The share of domestic solutions in the segments of the information security market is increasing. This fact cannot be denied. This year we had a little more than ten projects, where our large customers, primarily government agencies and companies with state participation, made a transition to our products, abandoning the use of already implemented Western analogues. A comparable number is under development and will be implemented in the first quarter of 2018. 'Maxim Filippov, Business Development Director of Positive Technologies in Russia '

The most active interest in the topic of information security today is shown by state organizations and enterprises of the industrial complex. And the policy of import substitution, of course, played an important role in this. In addition, it should be understood that the widest selection of Russian products today is characteristic of those information security tools that have long been noted by regulators as mandatory and recommended. I.e. the information security market turned out to be more prepared for import substitution than the IT market as a whole.
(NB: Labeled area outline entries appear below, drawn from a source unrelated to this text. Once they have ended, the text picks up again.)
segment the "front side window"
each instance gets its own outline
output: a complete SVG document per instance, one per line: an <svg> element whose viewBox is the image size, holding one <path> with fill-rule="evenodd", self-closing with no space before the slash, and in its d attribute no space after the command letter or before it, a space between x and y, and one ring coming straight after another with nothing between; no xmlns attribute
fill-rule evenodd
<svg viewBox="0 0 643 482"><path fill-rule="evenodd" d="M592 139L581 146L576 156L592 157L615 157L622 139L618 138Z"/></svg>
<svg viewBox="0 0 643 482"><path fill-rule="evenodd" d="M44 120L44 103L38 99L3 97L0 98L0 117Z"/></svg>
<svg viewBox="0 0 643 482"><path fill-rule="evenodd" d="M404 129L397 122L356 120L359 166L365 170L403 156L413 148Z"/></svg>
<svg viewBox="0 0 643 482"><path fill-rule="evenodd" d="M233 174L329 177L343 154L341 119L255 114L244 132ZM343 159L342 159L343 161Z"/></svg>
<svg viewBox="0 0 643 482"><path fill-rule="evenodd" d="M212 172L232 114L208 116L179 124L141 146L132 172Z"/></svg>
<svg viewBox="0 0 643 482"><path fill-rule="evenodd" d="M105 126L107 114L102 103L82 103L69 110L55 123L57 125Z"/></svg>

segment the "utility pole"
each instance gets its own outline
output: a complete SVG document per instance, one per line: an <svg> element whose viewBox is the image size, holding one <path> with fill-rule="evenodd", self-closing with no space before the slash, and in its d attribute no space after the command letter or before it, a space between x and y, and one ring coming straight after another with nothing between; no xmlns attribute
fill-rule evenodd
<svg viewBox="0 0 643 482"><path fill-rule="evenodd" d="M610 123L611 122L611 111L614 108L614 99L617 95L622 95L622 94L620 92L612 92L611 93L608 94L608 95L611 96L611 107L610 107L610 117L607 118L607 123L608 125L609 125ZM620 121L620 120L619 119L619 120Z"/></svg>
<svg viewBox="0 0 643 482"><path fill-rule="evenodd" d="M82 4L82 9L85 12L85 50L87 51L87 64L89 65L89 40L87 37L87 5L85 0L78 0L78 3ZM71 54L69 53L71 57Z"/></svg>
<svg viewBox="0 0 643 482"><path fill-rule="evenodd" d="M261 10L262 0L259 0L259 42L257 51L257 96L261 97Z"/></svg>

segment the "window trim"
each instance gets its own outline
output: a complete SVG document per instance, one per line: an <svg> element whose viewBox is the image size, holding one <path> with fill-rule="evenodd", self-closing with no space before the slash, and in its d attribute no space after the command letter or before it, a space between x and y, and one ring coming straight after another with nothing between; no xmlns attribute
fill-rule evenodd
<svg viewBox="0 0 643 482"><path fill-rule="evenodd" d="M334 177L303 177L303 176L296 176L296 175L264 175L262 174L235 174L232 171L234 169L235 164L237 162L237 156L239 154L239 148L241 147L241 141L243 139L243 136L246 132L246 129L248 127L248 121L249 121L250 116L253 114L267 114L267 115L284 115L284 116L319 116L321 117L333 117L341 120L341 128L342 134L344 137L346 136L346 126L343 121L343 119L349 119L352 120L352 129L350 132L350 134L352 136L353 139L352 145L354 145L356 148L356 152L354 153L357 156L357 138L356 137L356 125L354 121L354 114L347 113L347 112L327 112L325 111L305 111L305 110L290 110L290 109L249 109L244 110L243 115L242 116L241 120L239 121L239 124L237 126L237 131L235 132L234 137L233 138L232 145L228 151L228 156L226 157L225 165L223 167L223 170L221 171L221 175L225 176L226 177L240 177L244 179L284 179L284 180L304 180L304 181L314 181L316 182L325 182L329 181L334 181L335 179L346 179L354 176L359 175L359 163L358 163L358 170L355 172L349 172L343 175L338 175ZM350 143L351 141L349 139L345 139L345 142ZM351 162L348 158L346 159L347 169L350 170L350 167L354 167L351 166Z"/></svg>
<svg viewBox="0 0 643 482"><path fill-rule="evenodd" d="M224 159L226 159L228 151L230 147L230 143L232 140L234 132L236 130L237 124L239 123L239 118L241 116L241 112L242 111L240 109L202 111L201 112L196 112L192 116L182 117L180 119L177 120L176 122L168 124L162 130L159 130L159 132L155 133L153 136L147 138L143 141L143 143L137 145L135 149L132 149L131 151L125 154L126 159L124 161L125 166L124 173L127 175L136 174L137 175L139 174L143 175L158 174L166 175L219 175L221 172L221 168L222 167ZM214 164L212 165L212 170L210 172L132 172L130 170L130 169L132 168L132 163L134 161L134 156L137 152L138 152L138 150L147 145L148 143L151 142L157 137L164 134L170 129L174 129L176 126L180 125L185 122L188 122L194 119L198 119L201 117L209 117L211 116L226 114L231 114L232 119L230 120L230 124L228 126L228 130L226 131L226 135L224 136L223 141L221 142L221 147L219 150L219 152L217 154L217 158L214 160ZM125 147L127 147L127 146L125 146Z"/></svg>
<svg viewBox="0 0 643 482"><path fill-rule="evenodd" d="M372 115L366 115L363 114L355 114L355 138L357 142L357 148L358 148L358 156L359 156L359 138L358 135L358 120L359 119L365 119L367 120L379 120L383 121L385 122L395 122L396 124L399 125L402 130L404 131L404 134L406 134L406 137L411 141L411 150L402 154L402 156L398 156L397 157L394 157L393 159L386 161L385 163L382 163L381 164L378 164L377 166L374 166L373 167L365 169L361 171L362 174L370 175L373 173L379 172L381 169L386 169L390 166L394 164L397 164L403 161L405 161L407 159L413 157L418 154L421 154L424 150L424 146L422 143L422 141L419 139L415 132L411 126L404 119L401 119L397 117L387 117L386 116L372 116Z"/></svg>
The most wide selection of Russian products is now observed in the field of antivirus protection, DLP systems, means of protection against unauthorized access, security analysis, means of cryptographic information protection, etc. 'Andrey Zaikin, Head of Information Security at CROC

Of course, over the past few years, the demand for means of protecting information of domestic production has significantly increased. At the same time, this trend is characteristic of both commercial and state-owned enterprises. It should also be noted that against the background of increased demand, new Russian products and solutions began to appear on the market, which in some areas may well compete with Western counterparts. 'Victor Serdyuk, CEO of DialogueNauka

The trend of import substitution, the withdrawal from the market of a number of foreign vendors and the actions of regulators have become key drivers of the growth of domestic suppliers of solutions and information security services. In particular, according to the results of the first three quarters of 2017, we are seeing an increase in the supply of malware protection systems, multi-factor user authentication, as well as traffic filtering and network attack detection. The main deliveries were made in the implementation of competitive contracts with state-owned enterprises and large companies of the financial and banking sector and the resource industry. And while regulators are on course to reduce the dependence of the Russian IT industry on foreign developments, this trend will not lose its relevance. 'Sergey Lapenok, Marketing Director of X-Com '

Russian manufacturers initially dominated the domestic information security market, and the trend towards import substitution contributed only to a slight increase in their share by ensuring compliance with new certification requirements and the release of new products. If we talk about foreign markets, then so far the exit and successful work of Russian manufacturers of information protection tools on them is of a single nature and cannot be considered as a trend. We do not foresee significant changes in the coming years. 'Alexey Zaletsky, head of the information security department "Amtel-Service" '

Import substitution is an excellent incentive for Russian manufacturers of information security solutions to improve their products and business processes in order to fully meet the high requirements of customers. There is also a reverse side of the coin - import substitution leads to an increase in the cost of domestic information security solutions. At the same time, domestic software developers can invest in research and development, which makes them more competitive not only in Russia, but will also give wider opportunities for entering foreign markets. 'Sergey Sherstobitov, CEO of Angara Technologies Group '

{{quote 'author
= Maria Voronova, head of consulting at InfoWatch Group of Companies | More and more domestic solutions appear on the information security market, which are able to compete with foreign ones, are included in the lists of the best products based on the results of research by well-known world analytical companies. For example, the "Magic Quadrant" Gartner ("Magic Quadrant for Enterprise Data Loss Prevention") since 2013 included only one Russian product - InfoWatch Traffic Monitor, and this year it is the first among three domestic DLP solutions. The emergence of new Russian participants in the Gartner quadrant illustrates the growing confidence in Russian technologies in general.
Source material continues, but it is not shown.